人気のアトラクションであるジェットコースターや観覧車といった大型アトラクションは園内の中心部付近にあるが、大きな通りから離れた場所にミラーハウスはあった。
外観は公衆トイレと見間違えるような小規模で簡素な建物である。
「これがミラーハウスなの!?」
莉奈はインターネットで見た画像よりも見劣りする実際のミラーハウスを見て、期待外れと言いたげに鼻を鳴らした。
「中に入るまでもないんじゃないか? 外観も朽ちかけてるし内部は危ないと思う」
流星は中に入るのを止めるためにそう言ったのだが、莉奈と幹博はここまで来たのだから中に入らないと無駄になると言った。
「お前たちはまだガキなんだから、中に入って硝子で怪我でもされたら俺が監督不行き届きだとお前たちの親に言われるからな」
星矢はまずは俺が中に入って確認してやると言うと懐中電灯を片手にさっさとミラーハウスの内部へと踏み込んで行った。
星矢が建物の中に入ってから十分が経過した。
この規模の小型のミラーハウスなら五分も掛からずに出て来れるはずなのだが、星矢の姿は出口から一向に現れなかった。
「中で何かあったのかも!?」
「何かって、何よ!?」
流星の言葉に、莉奈は兄のことを思い出したかのよう突然心配し始めた。
「中で鏡の破片で大怪我をしたとか……」
「それなら大声で助けを呼ぶだろう?」
幹博は出雲崎のお兄さんの助けを呼ぶ声が聞こえないから怪我ではなく、鏡の悪魔に喰われたのではないかと不安を助長させた。
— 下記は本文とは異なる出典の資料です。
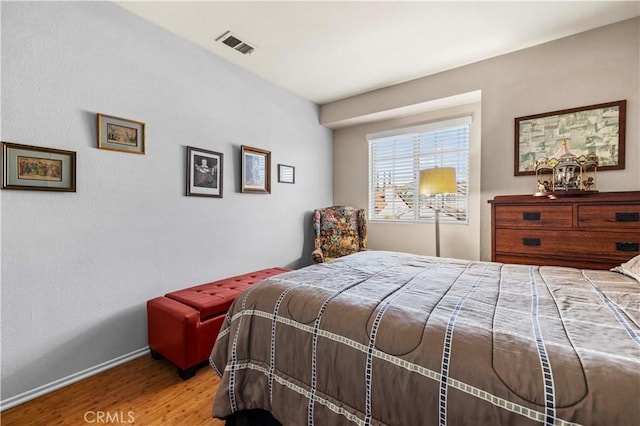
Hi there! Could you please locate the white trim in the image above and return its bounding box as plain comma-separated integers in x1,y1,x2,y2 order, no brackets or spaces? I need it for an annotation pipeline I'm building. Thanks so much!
0,346,149,411
366,114,473,142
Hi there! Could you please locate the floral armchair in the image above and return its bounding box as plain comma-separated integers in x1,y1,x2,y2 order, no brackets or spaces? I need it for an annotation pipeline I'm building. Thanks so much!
312,206,367,263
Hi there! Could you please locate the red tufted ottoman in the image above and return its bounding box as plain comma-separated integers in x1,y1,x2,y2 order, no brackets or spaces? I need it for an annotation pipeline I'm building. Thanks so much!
147,268,290,380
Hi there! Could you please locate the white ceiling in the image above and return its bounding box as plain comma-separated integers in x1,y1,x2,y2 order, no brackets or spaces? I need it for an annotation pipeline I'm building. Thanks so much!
116,1,640,104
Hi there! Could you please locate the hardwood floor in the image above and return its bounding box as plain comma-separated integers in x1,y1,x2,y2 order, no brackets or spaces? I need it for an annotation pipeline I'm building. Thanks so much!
0,355,224,426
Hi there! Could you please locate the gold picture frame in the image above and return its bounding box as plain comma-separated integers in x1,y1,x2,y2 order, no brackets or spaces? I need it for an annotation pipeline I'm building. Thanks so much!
98,113,146,155
241,145,271,194
514,100,627,176
2,142,76,192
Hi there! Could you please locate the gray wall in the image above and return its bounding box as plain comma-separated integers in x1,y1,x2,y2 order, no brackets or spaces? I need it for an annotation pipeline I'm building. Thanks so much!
0,2,332,401
320,18,640,260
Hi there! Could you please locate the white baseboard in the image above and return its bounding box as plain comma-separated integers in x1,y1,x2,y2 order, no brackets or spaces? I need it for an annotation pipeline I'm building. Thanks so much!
0,346,149,411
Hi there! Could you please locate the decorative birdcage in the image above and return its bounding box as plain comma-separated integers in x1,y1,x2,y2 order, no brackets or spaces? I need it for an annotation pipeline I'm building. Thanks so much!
534,139,598,195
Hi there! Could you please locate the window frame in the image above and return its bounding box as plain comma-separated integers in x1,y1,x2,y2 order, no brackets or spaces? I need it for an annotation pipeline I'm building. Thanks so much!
366,115,472,225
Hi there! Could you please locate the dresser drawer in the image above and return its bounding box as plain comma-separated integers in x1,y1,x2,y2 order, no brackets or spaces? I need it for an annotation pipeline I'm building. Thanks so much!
578,204,640,231
495,205,573,228
495,229,640,262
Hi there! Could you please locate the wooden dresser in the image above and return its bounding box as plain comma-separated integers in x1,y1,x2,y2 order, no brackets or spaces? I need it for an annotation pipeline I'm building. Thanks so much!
489,191,640,269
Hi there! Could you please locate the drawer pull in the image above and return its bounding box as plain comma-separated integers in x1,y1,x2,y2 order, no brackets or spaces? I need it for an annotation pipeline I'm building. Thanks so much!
522,212,540,220
522,238,540,247
616,241,640,251
616,212,640,222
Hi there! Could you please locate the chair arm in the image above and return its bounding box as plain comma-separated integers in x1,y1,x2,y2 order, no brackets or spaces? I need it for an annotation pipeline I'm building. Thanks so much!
311,248,324,263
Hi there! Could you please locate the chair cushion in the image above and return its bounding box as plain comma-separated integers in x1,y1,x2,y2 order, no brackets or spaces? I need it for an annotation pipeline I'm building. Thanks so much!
320,210,360,258
165,268,290,321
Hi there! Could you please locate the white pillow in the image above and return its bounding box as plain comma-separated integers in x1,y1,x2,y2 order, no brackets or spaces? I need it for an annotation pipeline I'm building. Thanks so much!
611,255,640,282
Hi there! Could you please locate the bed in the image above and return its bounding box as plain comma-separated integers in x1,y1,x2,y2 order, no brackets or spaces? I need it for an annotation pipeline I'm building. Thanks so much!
210,251,640,426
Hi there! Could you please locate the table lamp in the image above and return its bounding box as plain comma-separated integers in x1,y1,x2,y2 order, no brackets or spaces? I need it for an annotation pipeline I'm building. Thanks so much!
419,167,458,257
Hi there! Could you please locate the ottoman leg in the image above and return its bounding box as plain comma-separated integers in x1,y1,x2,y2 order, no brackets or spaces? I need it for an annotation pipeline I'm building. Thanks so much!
178,366,198,380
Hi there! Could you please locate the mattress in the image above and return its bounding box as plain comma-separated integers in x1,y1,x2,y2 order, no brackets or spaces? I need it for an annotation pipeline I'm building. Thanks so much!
210,251,640,426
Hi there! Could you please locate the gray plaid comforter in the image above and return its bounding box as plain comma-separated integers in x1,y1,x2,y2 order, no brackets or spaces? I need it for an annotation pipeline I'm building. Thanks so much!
210,251,640,426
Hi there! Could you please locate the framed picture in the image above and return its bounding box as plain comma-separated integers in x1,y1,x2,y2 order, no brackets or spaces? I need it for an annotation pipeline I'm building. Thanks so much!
98,113,145,155
187,146,223,198
278,164,296,183
2,142,76,192
242,145,271,194
514,100,627,176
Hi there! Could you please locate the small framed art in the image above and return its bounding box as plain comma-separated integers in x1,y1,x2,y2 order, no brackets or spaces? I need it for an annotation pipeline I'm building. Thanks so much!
242,145,271,194
187,146,224,198
98,113,145,155
2,142,76,192
278,164,296,183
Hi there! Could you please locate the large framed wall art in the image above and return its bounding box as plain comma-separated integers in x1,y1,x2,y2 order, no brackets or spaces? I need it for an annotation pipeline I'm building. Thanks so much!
514,100,627,176
2,142,76,192
186,146,224,198
242,145,271,194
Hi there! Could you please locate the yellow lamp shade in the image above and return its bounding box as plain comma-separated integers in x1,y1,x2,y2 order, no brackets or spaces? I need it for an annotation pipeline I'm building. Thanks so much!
420,167,458,194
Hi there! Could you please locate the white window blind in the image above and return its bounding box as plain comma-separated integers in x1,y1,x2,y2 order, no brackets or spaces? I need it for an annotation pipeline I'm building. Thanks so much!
367,117,471,223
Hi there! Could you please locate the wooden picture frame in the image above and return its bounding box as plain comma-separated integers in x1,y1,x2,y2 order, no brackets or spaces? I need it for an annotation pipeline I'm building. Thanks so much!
241,145,271,194
278,164,296,183
514,100,627,176
186,146,224,198
98,113,146,155
2,142,76,192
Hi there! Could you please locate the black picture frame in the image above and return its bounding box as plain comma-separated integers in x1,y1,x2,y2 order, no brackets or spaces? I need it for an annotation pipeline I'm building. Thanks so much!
186,146,224,198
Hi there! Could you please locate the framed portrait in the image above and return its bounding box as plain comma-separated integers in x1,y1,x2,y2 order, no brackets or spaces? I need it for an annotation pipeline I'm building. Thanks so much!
242,145,271,194
2,142,76,192
278,164,296,183
98,113,145,155
186,146,224,198
514,100,627,176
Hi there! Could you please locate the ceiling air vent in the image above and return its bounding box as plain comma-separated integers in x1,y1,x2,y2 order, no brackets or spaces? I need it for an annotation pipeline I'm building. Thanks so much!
216,31,254,55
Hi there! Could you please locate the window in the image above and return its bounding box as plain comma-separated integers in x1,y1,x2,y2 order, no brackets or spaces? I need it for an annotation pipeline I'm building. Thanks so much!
367,117,471,223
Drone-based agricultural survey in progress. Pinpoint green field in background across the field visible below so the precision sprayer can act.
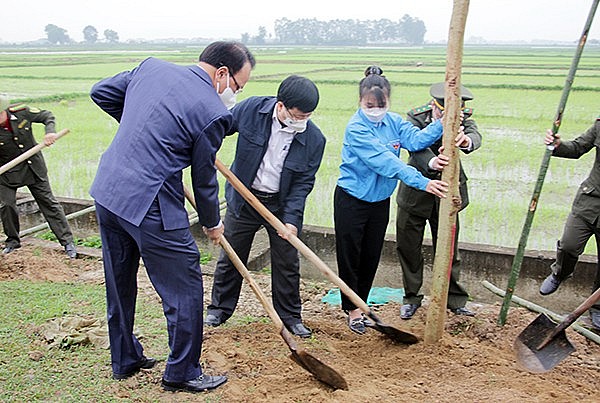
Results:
[0,45,600,253]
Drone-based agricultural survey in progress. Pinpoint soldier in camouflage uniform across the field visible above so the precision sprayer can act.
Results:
[396,83,481,319]
[0,94,77,258]
[540,117,600,330]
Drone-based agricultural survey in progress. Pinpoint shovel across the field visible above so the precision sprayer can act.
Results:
[215,160,419,344]
[0,129,69,175]
[513,288,600,373]
[183,186,348,390]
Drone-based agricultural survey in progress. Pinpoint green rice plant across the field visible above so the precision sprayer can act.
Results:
[0,46,600,252]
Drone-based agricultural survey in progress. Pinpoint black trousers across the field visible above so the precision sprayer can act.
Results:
[551,213,600,311]
[96,204,204,382]
[0,177,73,246]
[333,187,390,311]
[207,196,302,327]
[396,203,469,309]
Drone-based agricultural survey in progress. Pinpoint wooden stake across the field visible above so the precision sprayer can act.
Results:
[424,0,469,344]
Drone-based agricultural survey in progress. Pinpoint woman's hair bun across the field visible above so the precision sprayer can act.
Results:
[365,66,383,77]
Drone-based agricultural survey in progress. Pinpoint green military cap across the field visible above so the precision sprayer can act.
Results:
[0,94,10,111]
[429,82,473,109]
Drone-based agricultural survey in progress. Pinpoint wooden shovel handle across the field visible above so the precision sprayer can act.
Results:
[183,185,293,338]
[215,159,372,316]
[540,288,600,340]
[0,129,69,175]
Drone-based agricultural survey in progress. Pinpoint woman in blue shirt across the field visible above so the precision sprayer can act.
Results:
[334,66,448,334]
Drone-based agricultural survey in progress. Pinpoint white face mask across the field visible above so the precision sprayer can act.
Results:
[283,109,308,133]
[217,73,237,109]
[361,107,390,123]
[283,118,308,133]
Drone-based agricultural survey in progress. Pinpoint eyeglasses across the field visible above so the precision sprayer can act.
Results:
[229,74,244,94]
[284,105,312,120]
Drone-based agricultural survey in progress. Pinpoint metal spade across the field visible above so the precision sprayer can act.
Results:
[513,288,600,373]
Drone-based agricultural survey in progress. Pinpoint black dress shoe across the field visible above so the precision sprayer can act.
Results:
[450,306,475,316]
[540,274,562,295]
[162,375,227,393]
[2,245,21,255]
[65,242,77,259]
[348,316,367,334]
[286,323,312,339]
[113,357,156,381]
[590,309,600,330]
[204,313,225,327]
[400,304,421,319]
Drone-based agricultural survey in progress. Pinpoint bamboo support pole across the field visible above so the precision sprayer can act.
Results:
[424,0,469,344]
[498,0,600,326]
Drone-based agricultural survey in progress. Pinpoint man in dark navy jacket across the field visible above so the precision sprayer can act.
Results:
[90,42,255,392]
[204,76,325,337]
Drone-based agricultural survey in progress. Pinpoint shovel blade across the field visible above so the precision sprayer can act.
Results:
[290,349,348,390]
[513,314,575,373]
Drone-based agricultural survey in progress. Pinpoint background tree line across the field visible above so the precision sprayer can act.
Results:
[45,14,427,46]
[45,24,119,45]
[242,14,427,45]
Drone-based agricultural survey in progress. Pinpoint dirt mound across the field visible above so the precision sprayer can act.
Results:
[0,246,600,403]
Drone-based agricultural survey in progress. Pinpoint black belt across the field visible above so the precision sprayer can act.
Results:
[250,189,279,200]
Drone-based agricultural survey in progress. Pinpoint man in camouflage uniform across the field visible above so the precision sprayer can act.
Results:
[396,83,481,319]
[540,117,600,330]
[0,94,77,258]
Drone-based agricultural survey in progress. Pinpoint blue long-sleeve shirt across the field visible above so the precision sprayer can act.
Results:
[90,58,233,230]
[337,109,443,202]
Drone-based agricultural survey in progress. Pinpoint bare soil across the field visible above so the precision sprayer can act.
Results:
[0,245,600,403]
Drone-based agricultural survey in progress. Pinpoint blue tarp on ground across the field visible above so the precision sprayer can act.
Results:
[321,287,404,305]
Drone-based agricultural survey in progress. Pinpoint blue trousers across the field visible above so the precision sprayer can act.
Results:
[96,200,204,382]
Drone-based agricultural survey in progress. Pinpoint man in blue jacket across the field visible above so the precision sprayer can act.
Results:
[90,42,255,392]
[204,75,325,337]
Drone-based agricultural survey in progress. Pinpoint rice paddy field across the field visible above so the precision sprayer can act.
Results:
[0,45,600,253]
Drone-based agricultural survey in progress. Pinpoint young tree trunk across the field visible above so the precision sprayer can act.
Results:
[425,0,469,344]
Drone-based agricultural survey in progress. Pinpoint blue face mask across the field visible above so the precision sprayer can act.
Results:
[361,107,390,123]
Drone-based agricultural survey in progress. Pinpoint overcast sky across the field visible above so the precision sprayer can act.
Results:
[0,0,600,42]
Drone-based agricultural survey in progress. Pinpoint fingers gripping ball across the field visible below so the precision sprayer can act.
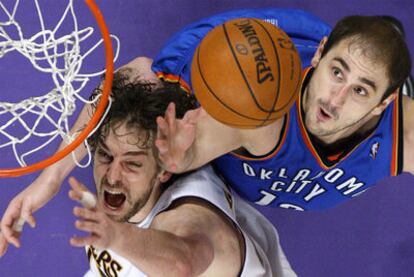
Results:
[191,18,301,128]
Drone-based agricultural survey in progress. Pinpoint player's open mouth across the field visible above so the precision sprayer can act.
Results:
[104,190,126,210]
[317,107,332,121]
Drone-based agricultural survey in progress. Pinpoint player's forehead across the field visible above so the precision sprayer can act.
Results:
[98,124,152,156]
[326,38,389,90]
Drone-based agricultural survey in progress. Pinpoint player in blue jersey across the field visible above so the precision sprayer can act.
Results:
[2,9,414,251]
[153,12,414,210]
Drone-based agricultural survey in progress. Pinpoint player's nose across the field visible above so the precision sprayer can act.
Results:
[106,161,122,185]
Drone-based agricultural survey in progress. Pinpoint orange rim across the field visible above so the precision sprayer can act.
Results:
[0,0,114,177]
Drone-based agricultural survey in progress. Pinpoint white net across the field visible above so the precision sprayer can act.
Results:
[0,0,119,166]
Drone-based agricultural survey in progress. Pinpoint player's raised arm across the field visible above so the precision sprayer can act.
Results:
[156,18,301,172]
[402,96,414,174]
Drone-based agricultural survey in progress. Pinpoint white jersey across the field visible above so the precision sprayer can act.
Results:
[85,166,296,277]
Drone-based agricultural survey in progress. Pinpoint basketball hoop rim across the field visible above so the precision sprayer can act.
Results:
[0,0,114,178]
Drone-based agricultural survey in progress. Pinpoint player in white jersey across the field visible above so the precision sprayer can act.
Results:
[73,167,296,277]
[63,69,296,277]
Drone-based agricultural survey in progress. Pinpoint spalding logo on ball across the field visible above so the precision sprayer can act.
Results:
[191,18,301,128]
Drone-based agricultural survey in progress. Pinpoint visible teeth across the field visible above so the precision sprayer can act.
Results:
[105,189,122,195]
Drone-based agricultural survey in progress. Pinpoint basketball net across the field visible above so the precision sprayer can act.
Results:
[0,0,119,172]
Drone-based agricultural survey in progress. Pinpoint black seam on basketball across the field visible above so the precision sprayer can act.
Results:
[253,19,280,126]
[222,20,274,113]
[196,28,272,122]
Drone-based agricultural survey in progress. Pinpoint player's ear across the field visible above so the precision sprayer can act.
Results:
[158,169,172,183]
[311,37,328,67]
[371,92,398,115]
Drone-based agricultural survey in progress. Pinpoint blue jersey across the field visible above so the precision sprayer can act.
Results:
[214,67,402,211]
[152,8,331,91]
[153,9,402,211]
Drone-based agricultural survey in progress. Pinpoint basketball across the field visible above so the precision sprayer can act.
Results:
[191,18,301,129]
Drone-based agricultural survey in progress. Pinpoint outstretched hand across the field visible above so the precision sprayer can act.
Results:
[155,103,206,173]
[0,182,48,257]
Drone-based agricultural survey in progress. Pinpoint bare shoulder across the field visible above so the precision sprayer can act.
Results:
[403,96,414,174]
[151,198,244,276]
[152,197,235,236]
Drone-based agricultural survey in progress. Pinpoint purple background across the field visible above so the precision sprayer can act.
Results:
[0,0,414,276]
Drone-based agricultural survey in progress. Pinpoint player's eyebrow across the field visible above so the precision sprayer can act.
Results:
[333,57,377,91]
[99,142,148,156]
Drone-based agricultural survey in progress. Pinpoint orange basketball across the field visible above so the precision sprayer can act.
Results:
[191,18,301,128]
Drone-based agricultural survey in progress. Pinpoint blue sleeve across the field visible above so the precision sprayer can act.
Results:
[152,8,331,89]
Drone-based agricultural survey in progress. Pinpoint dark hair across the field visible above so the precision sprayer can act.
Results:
[88,70,195,150]
[321,16,411,100]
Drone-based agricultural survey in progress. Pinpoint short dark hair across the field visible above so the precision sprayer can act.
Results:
[88,70,196,150]
[321,16,411,99]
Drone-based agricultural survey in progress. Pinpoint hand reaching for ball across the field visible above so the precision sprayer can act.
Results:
[155,103,206,173]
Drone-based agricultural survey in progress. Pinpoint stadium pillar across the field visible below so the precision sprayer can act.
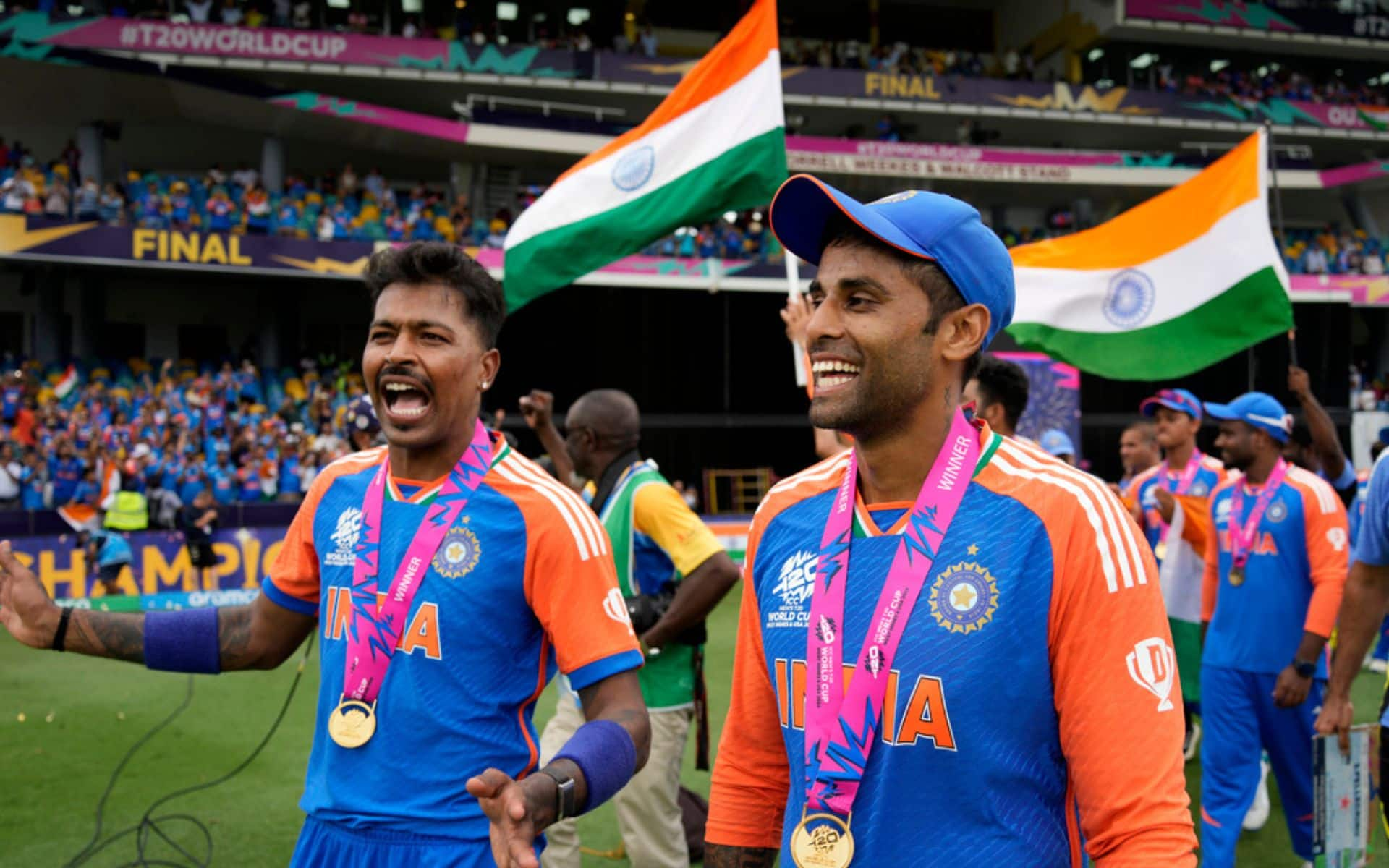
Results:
[261,136,285,190]
[67,278,106,358]
[1341,190,1380,237]
[255,287,279,371]
[78,124,106,183]
[33,269,72,361]
[449,163,474,201]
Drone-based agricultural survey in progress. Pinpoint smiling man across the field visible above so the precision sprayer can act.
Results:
[704,175,1196,868]
[0,243,650,868]
[1202,391,1350,868]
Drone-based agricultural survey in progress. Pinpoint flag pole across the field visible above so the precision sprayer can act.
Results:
[782,249,807,389]
[1267,118,1297,378]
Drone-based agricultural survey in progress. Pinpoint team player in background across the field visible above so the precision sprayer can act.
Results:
[704,175,1196,868]
[1317,432,1389,832]
[1202,391,1344,868]
[1126,389,1225,760]
[1283,365,1356,507]
[963,356,1031,439]
[0,243,650,868]
[1111,420,1163,497]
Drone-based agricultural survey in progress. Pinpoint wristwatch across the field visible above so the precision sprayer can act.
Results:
[540,768,579,822]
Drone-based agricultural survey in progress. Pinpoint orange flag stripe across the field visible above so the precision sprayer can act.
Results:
[1013,126,1265,269]
[554,0,779,184]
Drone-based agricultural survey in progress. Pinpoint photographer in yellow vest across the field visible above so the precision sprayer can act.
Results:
[521,389,739,868]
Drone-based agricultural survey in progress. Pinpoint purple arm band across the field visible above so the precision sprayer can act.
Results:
[554,720,636,814]
[145,607,222,675]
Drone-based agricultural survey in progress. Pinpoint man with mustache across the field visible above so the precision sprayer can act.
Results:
[704,175,1196,868]
[1202,391,1344,868]
[0,243,650,868]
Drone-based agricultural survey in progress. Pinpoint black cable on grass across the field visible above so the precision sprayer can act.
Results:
[64,634,314,868]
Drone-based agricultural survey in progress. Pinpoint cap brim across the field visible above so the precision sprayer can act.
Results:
[1205,401,1244,422]
[767,175,932,265]
[1137,397,1200,420]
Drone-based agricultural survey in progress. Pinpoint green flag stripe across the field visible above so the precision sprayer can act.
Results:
[501,127,786,311]
[1008,265,1294,379]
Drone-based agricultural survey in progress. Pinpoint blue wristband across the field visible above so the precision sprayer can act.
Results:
[554,720,636,814]
[145,607,222,675]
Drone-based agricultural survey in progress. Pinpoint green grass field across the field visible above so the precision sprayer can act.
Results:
[0,590,1389,868]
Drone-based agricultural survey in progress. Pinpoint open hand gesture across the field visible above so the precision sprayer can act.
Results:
[468,768,540,868]
[0,540,61,649]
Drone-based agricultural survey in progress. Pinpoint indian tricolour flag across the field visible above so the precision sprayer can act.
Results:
[1008,130,1294,379]
[501,0,786,310]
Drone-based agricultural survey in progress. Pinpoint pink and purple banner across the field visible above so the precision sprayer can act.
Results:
[26,12,575,78]
[11,528,285,600]
[1120,0,1389,41]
性根の悪い建物というのは、人の恐怖心や恨み妬みを糧にして不の力を肥大化させる。
その肥大しきった力が人へあだなすのを”呪い”や”祟り”と呼ぶ。
このミラーハウスはまさに人間の欺瞞の象徴ともいうべき存在である。
「俺が中に入って探してくる」
流星がそう名乗りをあげると託生も一緒に着いて行くと言い出した。
「どうせ皆で入ろうと思っていたんだから、全員で行こうよ! 星矢が心配だから急ごう!」
流星たちを莉奈に急かされながらミラーハウスの入口へ足を踏み入れた。
悪魔の口を潜ると建物内部は闇色に染まっていた。
辺りは湿気と黴の臭いが鼻腔をつく。
懐中電灯は一つしか持ってきておらず、その懐中電灯は星矢が持って行ってしまったのだった。
流星は闇の中で皆の姿が見えず焦りを覚えた。
「皆、居るのか?」
各々が返事を返してくれるが、姿は見えないままである。
暗順応で暗闇に眼が慣れるのを待つまでもなく、突然小さな明かりが流星の背後を照らした。
「そうか! スマホがあったんだった!」
莉奈がスマホの液晶画面の明かりで辺りを照らした。
悲鳴と共に莉奈は後ろへ仰け反ると幹博とぶつかり、幸か不幸かそれが幸いして転倒だけは免れた。
「どうしたんだよ!? 何か出たのか!?」
「あそこに! あそこに! 女が居たの!」
莉奈の指差す方向を携帯電話の明かりで照らしてみた。
正面を照らすとそこには鏡に写った流星たちの姿であった。
「本当に人騒がせだな。ミラーハウスへ入ったんだから、鏡に映る自分の姿がそこかしこにあるのは考えれば誰でも分かることだろう!」
恐怖でたじろいでいる女の子に対して、幹博は呆れたと言いたげな口調で言った。
「そんな言い方するなよ」
託生が莉奈を庇ったのが面白くなかったのか、幹博は急に無口になってしまったのだった。
「ここで揉めていたって仕方がないだろう! 皆で協力して早く莉奈のお兄さんを見つけ出さないと!」
流星は皆のそれぞれの心がちりぢり離れていっていることに気づいた。
憎しみ合い争い合うことでまた新たな憎しみが生まれ争いが起こる。
人間の心に眠る悪しきものがそうさせているようなそんな気がした。
それが、これから起こるであろう恐怖の始まりとはまだその時は気づきもしなかったのであった。